By Mary Ann Crispin, RN, BSN, MSN, Kenner Army Health ClinicSeptember 28, 2017
FORT LEE, Va. (Sept. 28, 2017) -- National Breast Cancer Awareness month -- set in October -- is a chance to focus attention on preventive health screenings.
Breast cancer is a serious disease that affects men and women. Screening can help detect the disease early when the chance of successful treatment is best. Screening resources are available through Kenner Army Health Clinic including radiology services for breast mammography.
Beneficiaries assigned to Kenner can report to the Department of Radiology to register for a self-requested screening mammogram. Patients will be given a questionnaire to complete and a radiology team member will determine their eligibility for a self-requested mammogram. The program can help most beneficiaries to access mammography services without having to first make appointments with primary care provider.
Patients who meet pre-screening guidelines for self-requesting will be scheduled for mammogram appointments, and the results will be forwarded to assigned providers.
"We are proud to offer this service to our beneficiaries in order to improve the health of our community," said Lt. Col. Daniel G. Cash, Deputy Commander for Clinical Services. "This service will make it easier for patients to get preventive breast cancer screenings performed. The earlier breast cancer is detected, the treatment outcome improves dramatically."
The following are two most commonly used methods to screen for breast cancer:
• A mammogram is low-dose x-ray exam of the breasts. It can detect abnormalities even when there are no signs or symptoms present. Screening charts found that womenshealth.gov give age ranges when the test should be scheduled.
• Clinical breast exam. The doctor looks at and feels the breasts and under the arms for lumps or anything else that seems unusual.
The American Cancer Society and the American Congress of Obstetricians and Gynecologists agree on some basic recommendations for breast cancer screenings that can be found by visiting www.cdc.gov/cancer/breast/index.htm and www.cdc.gov/cancer/breast/basic_info/symptoms.htm.
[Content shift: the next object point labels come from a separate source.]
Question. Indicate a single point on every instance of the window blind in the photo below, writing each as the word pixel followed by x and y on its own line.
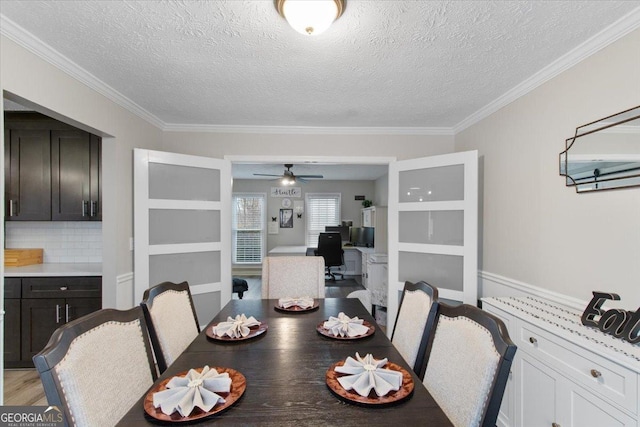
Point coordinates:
pixel 321 209
pixel 248 232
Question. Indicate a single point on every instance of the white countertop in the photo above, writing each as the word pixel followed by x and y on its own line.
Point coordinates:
pixel 57 269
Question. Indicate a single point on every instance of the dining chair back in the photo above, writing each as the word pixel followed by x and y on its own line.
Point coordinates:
pixel 293 276
pixel 330 248
pixel 364 295
pixel 172 320
pixel 416 314
pixel 469 356
pixel 96 367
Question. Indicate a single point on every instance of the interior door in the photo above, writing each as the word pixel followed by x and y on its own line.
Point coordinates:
pixel 182 226
pixel 433 227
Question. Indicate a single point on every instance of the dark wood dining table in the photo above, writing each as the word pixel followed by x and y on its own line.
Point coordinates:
pixel 285 370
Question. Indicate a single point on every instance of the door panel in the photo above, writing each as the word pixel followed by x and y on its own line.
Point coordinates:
pixel 182 210
pixel 433 226
pixel 168 226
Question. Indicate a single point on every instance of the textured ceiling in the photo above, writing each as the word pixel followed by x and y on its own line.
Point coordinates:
pixel 382 64
pixel 328 171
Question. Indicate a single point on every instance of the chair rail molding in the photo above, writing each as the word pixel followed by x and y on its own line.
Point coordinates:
pixel 494 285
pixel 124 291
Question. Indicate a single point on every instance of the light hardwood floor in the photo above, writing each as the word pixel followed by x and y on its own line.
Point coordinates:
pixel 22 387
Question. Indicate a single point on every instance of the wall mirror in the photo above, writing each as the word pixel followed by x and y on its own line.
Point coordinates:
pixel 605 154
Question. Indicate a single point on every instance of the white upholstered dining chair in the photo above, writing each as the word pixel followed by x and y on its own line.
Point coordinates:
pixel 416 314
pixel 292 276
pixel 468 359
pixel 172 320
pixel 96 367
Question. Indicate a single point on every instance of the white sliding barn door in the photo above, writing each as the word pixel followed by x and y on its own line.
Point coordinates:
pixel 433 226
pixel 182 226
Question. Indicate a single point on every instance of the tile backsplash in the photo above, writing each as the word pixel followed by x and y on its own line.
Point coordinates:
pixel 62 241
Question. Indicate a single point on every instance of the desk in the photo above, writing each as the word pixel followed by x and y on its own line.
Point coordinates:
pixel 279 395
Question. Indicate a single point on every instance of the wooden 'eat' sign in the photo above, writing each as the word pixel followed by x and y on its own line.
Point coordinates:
pixel 619 323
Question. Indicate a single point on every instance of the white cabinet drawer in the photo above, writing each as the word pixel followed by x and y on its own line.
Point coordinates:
pixel 612 382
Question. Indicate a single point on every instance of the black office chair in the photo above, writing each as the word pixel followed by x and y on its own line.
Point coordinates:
pixel 330 248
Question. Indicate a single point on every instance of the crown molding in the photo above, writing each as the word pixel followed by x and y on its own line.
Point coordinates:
pixel 19 35
pixel 613 32
pixel 310 130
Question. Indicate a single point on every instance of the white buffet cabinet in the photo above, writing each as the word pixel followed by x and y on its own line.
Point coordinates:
pixel 565 374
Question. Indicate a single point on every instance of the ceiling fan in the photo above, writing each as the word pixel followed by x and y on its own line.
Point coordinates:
pixel 288 178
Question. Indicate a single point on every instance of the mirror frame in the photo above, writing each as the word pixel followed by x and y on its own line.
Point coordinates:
pixel 588 129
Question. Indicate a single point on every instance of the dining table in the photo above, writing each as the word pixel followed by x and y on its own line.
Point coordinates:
pixel 286 368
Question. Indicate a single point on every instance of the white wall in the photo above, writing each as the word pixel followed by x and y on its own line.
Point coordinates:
pixel 220 144
pixel 38 83
pixel 536 230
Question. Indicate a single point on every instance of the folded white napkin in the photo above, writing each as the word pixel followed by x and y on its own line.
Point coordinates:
pixel 302 302
pixel 366 374
pixel 344 325
pixel 193 390
pixel 235 328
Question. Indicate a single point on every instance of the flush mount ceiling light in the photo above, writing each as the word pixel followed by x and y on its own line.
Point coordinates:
pixel 310 17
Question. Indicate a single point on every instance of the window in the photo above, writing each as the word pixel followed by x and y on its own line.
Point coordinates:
pixel 321 209
pixel 248 234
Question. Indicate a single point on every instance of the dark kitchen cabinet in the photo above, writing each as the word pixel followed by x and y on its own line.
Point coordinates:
pixel 75 176
pixel 12 322
pixel 44 304
pixel 52 170
pixel 27 175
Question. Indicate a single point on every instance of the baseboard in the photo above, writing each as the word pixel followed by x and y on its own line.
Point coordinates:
pixel 494 285
pixel 124 291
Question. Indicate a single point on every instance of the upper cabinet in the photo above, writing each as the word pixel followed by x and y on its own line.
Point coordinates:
pixel 376 217
pixel 52 170
pixel 27 175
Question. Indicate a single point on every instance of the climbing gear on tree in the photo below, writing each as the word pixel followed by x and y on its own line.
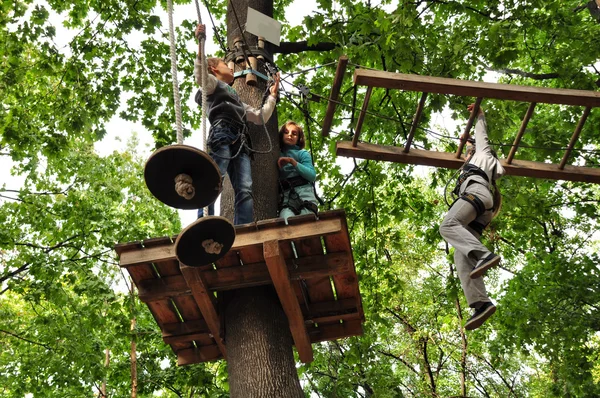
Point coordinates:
pixel 469 170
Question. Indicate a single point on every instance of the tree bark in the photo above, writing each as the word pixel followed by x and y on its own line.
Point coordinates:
pixel 259 347
pixel 301 46
pixel 259 344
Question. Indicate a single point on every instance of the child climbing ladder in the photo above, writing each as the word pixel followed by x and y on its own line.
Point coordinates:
pixel 227 141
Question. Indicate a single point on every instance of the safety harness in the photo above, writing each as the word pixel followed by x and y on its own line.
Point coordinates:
pixel 471 170
pixel 294 202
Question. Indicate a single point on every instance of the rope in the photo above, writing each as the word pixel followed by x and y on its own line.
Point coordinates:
pixel 203 76
pixel 203 81
pixel 184 186
pixel 176 96
pixel 183 182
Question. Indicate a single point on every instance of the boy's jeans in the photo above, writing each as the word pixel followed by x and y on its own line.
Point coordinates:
pixel 224 141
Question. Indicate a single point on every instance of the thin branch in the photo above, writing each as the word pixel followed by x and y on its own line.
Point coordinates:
pixel 400 359
pixel 26 340
pixel 534 76
pixel 301 46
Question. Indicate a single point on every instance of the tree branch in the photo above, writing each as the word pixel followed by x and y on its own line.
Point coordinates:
pixel 301 46
pixel 400 359
pixel 534 76
pixel 26 340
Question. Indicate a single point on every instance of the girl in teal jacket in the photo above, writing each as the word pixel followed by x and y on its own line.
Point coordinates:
pixel 296 173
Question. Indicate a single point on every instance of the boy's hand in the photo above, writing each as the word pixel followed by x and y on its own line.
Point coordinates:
pixel 472 106
pixel 200 31
pixel 275 86
pixel 285 160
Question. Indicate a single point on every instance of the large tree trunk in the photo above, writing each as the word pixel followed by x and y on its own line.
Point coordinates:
pixel 257 335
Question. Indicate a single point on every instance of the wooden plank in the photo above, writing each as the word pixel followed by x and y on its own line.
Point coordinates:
pixel 163 288
pixel 164 313
pixel 361 116
pixel 346 285
pixel 469 88
pixel 245 237
pixel 416 121
pixel 195 330
pixel 515 146
pixel 319 289
pixel 141 272
pixel 249 275
pixel 279 274
pixel 465 136
pixel 183 328
pixel 205 301
pixel 521 168
pixel 331 312
pixel 197 355
pixel 574 137
pixel 333 96
pixel 231 259
pixel 334 331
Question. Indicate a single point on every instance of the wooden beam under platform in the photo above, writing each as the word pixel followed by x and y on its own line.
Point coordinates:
pixel 469 88
pixel 316 283
pixel 521 168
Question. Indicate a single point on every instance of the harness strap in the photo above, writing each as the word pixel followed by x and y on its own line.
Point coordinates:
pixel 469 171
pixel 292 182
pixel 475 202
pixel 477 227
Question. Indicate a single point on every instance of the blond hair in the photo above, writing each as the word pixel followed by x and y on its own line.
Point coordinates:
pixel 212 62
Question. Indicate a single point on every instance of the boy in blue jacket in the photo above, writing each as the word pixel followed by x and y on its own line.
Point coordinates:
pixel 296 173
pixel 227 142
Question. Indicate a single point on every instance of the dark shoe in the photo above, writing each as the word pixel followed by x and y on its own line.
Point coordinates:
pixel 480 316
pixel 484 264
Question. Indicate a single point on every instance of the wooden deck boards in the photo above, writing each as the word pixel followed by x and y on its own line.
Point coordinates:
pixel 315 276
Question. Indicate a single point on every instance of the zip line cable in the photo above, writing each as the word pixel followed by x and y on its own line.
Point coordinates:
pixel 499 144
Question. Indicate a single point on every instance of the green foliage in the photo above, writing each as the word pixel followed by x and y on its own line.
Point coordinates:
pixel 59 310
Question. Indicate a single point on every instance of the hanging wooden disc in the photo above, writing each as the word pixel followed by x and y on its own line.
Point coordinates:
pixel 205 241
pixel 168 162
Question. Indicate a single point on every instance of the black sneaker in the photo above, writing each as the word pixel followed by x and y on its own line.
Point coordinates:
pixel 484 264
pixel 480 316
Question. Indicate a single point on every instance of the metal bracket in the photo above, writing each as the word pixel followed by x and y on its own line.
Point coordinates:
pixel 250 71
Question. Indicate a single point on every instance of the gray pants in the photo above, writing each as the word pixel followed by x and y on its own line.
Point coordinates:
pixel 303 192
pixel 467 247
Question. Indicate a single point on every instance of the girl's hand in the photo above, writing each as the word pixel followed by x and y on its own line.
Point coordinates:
pixel 472 106
pixel 285 160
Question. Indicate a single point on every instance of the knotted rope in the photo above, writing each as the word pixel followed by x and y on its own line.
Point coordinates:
pixel 183 182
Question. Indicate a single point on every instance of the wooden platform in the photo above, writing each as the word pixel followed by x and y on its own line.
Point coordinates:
pixel 480 90
pixel 317 286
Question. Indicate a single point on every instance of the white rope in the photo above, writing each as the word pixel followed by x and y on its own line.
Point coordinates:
pixel 176 96
pixel 203 76
pixel 203 81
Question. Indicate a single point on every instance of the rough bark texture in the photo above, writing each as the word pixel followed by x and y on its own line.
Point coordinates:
pixel 259 347
pixel 259 344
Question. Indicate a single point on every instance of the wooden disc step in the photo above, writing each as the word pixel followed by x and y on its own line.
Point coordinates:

All women should be familiar with the known benefits, limitations and potential harms linked to breast cancer screening. They also should know how their breasts normally look and feel and report any breast changes to a health care provider right away.
It also is important to make providers aware of any changes in the breast such as a lump or dimpling of the skin. It is equally important to maintain an open dialogue with health care providers and to give due consideration to provider recommendations, making health care decisions as a team.
Talk with health care providers about risks based on family history, genetic background or other factors that may change screening schedules. Patients currently experiencing symptoms in their breasts -- lumps, masses, pain, skin changes and drainage -- need to immediately contact provider teams or call for an appointment to be seen right away. Finding a breast change does not necessarily point to cancer, however, one should report any changes to a doctor as soon as they are found.
The ACOG suggests yearly breast exam starting at age 40. The American Cancer Society also has several recommendations:
• Women, ages 40-44, should consider starting annual screening with mammograms (x-rays of the breast) if they wish to do so.
• Women, ages 45-54, should get mammograms every year.
• Women, ages 55 and older, should switch to mammograms every two years or continue yearly screening.
• Screening should continue as long as a woman is in good health and is expected to live 10 more years or longer.
The following are some additional tips to keep in mind for breast health:
• Keep a record of where the last mammogram was done and be able to provide the doctor's office with a phone number to help access records.
• Make sure to sign a records release. Most doctors' services don't "automatically" send the report back to a Kenner primary health provider.
• Make appointments for preventive screening during the birth month as a way to remember the date.
• Be informed and know family history.
Kenner offers monthly educational lobby displays on various topics to inform community members and beneficiaries on confusing health directives from many well-known regulatory health organizations. During October's Breast Cancer Awareness Week Oct. 16-20, an informational display will be available in the pharmacy lobby at Kenner, and the Fort Lee community is cordially invited to take advantage of this opportunity to learn more.
In addition to offering the self-requesting option for appointments, Kenner representatives will make calls to patients who are overdue for other preventive health care screenings and encourage them to take note of upcoming health screenings.
On Oct. 27, remember to "think pink" by wearing pink as reminder to proactively take care of your health, and emphasis on early detection is key.